Across the country, politicians are responding to the inability of a population devastated by government-induced recession to support governments’ spending at levels they have grown accustomed to by threatening the closure of schools, firehouses, and other high-profile, highly-valued government “services.” I have opined elsewhere on the reasons that such high-profile programs—rather than the thousands of highly-paid bureaucrats whose functions are absolutely inessential—are identified first for cutting as the means to cut spending. Suffice it to repeat that such extortion has worked before and politicians can only hope it will continue to allow them to line their pockets at the expense of people who actually earn their money.

Tomorrow California is holding a special election with various propositions on the ballot promising budget fixes “for the schools.” Like every tax and borrowing provision before them, these tax increases won’t fix the schools. In fact, despite widely disparate policy recommendations, virtually every non-government education researcher, from Stanford University to the Heritage Foundation, agrees that money is not the problem: in sum, government education is Just Plain Dysfunctional.

So why does the idea of a “public school” education, so clearly oxymoronic, remain such a sacred cow? Every argument used throughout history for the establishment of State-sponsored education has been rooted in ideology: the utopian ideal of creating the good citizen, from Francis Bacon:

And it is without all controversy that learning doth make the minds of men gentle, generous, malleable and pliant to government; whereas, ignorance makes them churlish, thwart, and mutinous.

To Karl Marx:

The communists have not invented the intervention of society in education; they do but seek to alter the characteristic of that intervention and to rescue education from the influence of the ruling class.

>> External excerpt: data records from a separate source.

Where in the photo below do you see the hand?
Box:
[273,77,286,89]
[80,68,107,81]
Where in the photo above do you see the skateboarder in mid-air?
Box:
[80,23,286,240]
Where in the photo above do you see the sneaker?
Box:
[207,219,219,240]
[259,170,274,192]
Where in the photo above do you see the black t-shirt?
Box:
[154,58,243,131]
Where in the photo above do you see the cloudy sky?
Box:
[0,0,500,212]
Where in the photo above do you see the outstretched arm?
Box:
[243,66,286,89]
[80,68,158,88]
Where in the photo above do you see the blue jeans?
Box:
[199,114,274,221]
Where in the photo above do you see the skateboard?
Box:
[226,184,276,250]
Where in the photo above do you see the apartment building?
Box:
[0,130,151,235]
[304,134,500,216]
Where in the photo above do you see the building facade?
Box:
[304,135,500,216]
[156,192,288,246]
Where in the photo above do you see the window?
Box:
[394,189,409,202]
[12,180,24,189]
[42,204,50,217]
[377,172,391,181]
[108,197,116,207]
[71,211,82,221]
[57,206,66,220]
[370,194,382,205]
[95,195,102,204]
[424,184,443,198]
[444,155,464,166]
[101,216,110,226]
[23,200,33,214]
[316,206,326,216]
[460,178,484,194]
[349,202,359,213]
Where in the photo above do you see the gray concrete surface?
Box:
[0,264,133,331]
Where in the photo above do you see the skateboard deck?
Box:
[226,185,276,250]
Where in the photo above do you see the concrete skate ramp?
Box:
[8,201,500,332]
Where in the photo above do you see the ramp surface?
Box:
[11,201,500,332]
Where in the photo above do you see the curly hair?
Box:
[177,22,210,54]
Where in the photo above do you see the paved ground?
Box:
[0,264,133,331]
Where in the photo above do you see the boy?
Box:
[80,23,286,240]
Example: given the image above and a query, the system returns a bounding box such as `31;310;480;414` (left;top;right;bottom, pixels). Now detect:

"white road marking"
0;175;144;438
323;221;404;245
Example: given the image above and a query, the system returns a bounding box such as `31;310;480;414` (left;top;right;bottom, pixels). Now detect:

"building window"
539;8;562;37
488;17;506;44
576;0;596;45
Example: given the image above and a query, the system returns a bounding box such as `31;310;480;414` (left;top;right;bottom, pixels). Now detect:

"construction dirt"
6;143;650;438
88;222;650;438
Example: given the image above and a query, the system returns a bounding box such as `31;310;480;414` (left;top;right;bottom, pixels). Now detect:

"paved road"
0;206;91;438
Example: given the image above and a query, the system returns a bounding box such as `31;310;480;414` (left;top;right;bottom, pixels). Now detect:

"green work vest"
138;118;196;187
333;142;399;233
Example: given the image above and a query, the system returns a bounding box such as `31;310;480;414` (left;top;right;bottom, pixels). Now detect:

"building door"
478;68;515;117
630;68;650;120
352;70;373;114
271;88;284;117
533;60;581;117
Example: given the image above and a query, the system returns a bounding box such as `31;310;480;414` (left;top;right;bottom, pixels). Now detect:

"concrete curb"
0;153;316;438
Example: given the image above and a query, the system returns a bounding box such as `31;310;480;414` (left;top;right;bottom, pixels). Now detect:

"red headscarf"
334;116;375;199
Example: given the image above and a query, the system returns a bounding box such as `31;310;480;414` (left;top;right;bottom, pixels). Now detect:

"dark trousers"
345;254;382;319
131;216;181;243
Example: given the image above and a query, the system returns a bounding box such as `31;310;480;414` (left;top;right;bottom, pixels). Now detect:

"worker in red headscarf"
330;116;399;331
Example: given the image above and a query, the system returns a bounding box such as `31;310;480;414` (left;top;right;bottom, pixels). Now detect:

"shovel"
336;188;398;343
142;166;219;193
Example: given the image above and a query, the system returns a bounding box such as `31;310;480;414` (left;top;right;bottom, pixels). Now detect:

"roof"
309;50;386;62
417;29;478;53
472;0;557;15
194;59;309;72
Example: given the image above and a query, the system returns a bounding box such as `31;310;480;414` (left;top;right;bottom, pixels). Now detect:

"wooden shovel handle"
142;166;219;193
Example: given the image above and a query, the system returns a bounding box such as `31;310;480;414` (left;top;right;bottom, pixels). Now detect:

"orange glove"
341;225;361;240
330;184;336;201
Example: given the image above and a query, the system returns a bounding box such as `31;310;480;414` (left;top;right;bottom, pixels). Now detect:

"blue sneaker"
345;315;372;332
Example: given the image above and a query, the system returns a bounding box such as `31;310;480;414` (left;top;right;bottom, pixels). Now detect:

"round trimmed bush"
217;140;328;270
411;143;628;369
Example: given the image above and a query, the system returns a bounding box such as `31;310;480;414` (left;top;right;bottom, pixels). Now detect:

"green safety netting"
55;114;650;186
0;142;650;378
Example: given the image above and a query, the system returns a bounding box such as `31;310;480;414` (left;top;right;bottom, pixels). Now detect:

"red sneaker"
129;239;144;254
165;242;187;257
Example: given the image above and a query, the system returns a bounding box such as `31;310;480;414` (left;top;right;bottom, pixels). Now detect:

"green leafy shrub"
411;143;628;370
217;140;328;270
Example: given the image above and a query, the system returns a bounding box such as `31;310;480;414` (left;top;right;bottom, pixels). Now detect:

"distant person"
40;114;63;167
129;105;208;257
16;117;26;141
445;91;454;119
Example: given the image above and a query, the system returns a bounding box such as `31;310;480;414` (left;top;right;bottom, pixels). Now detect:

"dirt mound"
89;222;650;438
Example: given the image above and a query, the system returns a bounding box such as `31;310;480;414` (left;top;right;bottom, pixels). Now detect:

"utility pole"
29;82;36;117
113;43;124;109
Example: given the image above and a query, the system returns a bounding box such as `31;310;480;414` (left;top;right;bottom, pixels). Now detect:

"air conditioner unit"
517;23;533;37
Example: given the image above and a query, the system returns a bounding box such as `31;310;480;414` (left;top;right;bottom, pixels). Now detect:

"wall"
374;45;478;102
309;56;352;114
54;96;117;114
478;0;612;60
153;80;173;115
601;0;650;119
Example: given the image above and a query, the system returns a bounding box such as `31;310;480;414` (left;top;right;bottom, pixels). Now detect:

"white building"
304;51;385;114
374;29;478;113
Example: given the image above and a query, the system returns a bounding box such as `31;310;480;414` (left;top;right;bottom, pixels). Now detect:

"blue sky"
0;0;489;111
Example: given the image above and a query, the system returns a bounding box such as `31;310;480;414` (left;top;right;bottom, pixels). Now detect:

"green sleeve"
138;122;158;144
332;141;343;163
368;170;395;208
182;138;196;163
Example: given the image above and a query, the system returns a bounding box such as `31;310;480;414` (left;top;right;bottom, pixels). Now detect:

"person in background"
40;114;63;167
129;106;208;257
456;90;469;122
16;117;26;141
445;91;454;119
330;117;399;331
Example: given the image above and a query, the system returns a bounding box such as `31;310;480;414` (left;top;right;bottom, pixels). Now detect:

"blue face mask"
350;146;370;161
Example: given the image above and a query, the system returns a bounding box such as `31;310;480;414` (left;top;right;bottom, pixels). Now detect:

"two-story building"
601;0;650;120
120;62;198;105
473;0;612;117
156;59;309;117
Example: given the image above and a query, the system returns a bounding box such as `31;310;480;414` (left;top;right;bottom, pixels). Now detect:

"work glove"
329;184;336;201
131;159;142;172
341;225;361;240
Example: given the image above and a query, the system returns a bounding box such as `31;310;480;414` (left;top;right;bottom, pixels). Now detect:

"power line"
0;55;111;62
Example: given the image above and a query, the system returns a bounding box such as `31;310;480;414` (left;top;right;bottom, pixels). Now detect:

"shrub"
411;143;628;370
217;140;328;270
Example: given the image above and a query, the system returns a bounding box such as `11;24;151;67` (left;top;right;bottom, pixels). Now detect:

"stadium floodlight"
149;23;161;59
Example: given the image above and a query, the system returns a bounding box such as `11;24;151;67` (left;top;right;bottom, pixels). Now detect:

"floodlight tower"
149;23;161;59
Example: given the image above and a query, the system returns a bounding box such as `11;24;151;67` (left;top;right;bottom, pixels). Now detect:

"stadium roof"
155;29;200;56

None, historically, was based in an actual or perceived lack of educational opportunities in the absence of government-provided schools. Yet today it is widely assumed that if the government didn’t provide schools the poor wouldn’t have any, and that government schools are bad because they don’t have enough money.

In fact, government spending on K–12 public education in America is at an all-time high. The national average current expenditure per student is around $10,418. Real spending per student has increased by 23.5 percent over the past decade and by 49 percent over the past 20 years. Meanwhile, test scores and graduation rates have remained low and flat, and the gap between whites and non-whites has remained wide and essentially unchanged.

If the government can’t teach reading and writing and ‘rithmetic for $10,000 per year per student, why would anyone want them to have more? Isn’t it time to just cut off government funding of education, eliminate the taxes supposedly collected for education altogether, and let the resources freed up be deployed far more effectively and creatively? Teachers and/or parents could privatize their schools (see our “Can Teachers Own their Own Schools?), and the market and private associations could and would otherwise create myriad alternatives just as phone companies freed from the Ma Bell monopoly have put a cell phone with functionality unimaginable 20 years ago into the hands of every 13 year old in the country.

As Adam Smith knew, freed from a public school monopoly, people “would soon find better teachers for themselves than any the state could find for them.”